Definition of "hebenon"
hebenon
noun
uncountable
(now rare) A plant or flower used in Elizabethan times to make a poison (compare with John Gower's hebenus).
Quotations
[…] vpon my ſecure houre Thy vncle came, with iuyce of Hebona In a viall […]
c. 1599–1602 (date written), William Shake-speare, The Tragicall Historie of Hamlet, Prince of Denmarke: […] (First Quarto), London: […] [Valentine Simmes] for N[icholas] L[ing] and Iohn Trundell, published 1603, [Act I, scene v]

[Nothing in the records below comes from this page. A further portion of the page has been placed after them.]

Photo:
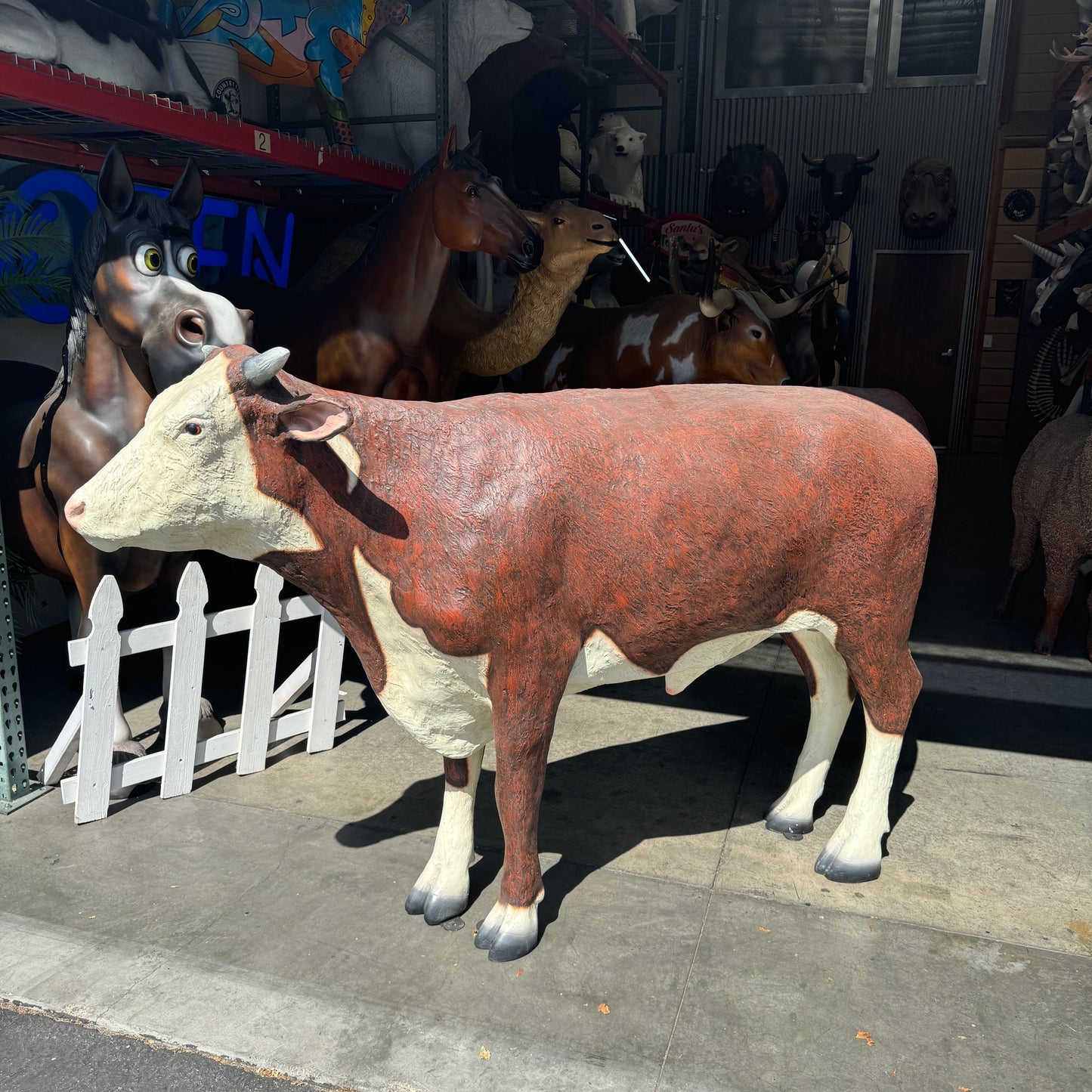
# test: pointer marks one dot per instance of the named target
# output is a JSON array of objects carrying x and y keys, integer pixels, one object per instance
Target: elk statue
[{"x": 481, "y": 343}]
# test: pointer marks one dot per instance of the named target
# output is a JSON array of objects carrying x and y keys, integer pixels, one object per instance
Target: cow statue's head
[
  {"x": 840, "y": 176},
  {"x": 216, "y": 464},
  {"x": 927, "y": 199}
]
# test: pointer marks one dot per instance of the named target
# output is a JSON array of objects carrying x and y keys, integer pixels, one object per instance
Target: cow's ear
[
  {"x": 188, "y": 194},
  {"x": 312, "y": 419},
  {"x": 116, "y": 191}
]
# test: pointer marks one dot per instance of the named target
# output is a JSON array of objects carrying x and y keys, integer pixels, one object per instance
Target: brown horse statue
[
  {"x": 366, "y": 333},
  {"x": 137, "y": 322}
]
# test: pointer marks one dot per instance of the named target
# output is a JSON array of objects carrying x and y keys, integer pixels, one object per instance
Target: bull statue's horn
[
  {"x": 260, "y": 368},
  {"x": 722, "y": 301},
  {"x": 1050, "y": 257}
]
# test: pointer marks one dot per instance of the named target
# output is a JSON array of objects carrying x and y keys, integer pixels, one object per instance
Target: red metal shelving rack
[{"x": 57, "y": 116}]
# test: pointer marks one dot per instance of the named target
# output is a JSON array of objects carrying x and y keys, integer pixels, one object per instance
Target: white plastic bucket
[{"x": 220, "y": 67}]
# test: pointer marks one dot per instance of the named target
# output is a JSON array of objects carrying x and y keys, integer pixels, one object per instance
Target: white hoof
[{"x": 509, "y": 932}]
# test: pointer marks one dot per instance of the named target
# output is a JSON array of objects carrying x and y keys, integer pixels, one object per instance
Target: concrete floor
[{"x": 261, "y": 917}]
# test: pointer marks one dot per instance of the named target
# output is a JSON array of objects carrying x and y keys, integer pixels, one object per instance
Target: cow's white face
[{"x": 188, "y": 481}]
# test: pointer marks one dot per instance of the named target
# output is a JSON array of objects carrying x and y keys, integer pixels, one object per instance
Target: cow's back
[{"x": 660, "y": 517}]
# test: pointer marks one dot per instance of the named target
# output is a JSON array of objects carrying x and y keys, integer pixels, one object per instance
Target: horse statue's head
[
  {"x": 135, "y": 275},
  {"x": 471, "y": 211}
]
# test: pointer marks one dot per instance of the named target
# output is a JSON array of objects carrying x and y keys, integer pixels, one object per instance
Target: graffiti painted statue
[{"x": 317, "y": 46}]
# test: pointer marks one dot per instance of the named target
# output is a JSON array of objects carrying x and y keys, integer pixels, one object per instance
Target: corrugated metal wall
[{"x": 957, "y": 125}]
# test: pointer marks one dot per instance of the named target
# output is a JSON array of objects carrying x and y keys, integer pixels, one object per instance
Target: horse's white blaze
[
  {"x": 447, "y": 874},
  {"x": 637, "y": 330},
  {"x": 830, "y": 707},
  {"x": 865, "y": 822},
  {"x": 350, "y": 456},
  {"x": 682, "y": 329},
  {"x": 204, "y": 493},
  {"x": 682, "y": 372}
]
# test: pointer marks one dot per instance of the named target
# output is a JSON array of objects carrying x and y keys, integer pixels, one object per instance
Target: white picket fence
[{"x": 262, "y": 723}]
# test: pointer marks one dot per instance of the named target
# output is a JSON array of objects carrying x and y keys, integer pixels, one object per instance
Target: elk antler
[
  {"x": 673, "y": 265},
  {"x": 1050, "y": 257}
]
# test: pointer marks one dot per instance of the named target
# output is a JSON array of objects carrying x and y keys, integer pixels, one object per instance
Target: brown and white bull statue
[{"x": 488, "y": 556}]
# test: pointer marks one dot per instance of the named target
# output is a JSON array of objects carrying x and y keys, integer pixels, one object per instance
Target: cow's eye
[
  {"x": 149, "y": 259},
  {"x": 188, "y": 260}
]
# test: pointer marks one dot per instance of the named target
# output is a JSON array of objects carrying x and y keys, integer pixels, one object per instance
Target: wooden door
[{"x": 914, "y": 331}]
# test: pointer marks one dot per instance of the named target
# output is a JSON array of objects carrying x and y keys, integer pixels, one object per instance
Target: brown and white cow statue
[{"x": 488, "y": 556}]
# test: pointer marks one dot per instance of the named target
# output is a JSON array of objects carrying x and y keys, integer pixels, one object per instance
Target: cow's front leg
[
  {"x": 832, "y": 697},
  {"x": 442, "y": 889},
  {"x": 523, "y": 713}
]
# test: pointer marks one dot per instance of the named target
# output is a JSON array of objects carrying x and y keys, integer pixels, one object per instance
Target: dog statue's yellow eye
[
  {"x": 188, "y": 260},
  {"x": 149, "y": 259}
]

Vpon my ſecure hower thy Vncle ſtole With iuyce of curſed Hebenon in a Violl […]
c. 1599–1602 (date written), William Shakespeare, “The Tragedie of Hamlet, Prince of Denmarke”, in Mr. William Shakespeares Comedies, Histories, & Tragedies […] (First Folio), London: […] Isaac Iaggard, and Ed[ward] Blount, published 1623, [Act I, scene v], page 258, column 1
Tree of many names, and under any of them, of ill repute, was the hebenon, hebona, hebenus, hebon or heben. At best, poets wrote of its narcotic effects. As early as 1386, John Gower wrote in Confessio Amantis, of 'Hebenus, that slepy tre'.
1977, Lesley Gordon, Green Magic: Flowers, Plants, & Herbs in Lore & Legend, page 99
From a compartment in his pouch, ranveer produces the dark glass vial of hebenon solution and gives it a few quick shakes. If there were a handbook for such things, it would advise that hebenon is best used in circumstances where the subject is in a very deep sleep or a coma.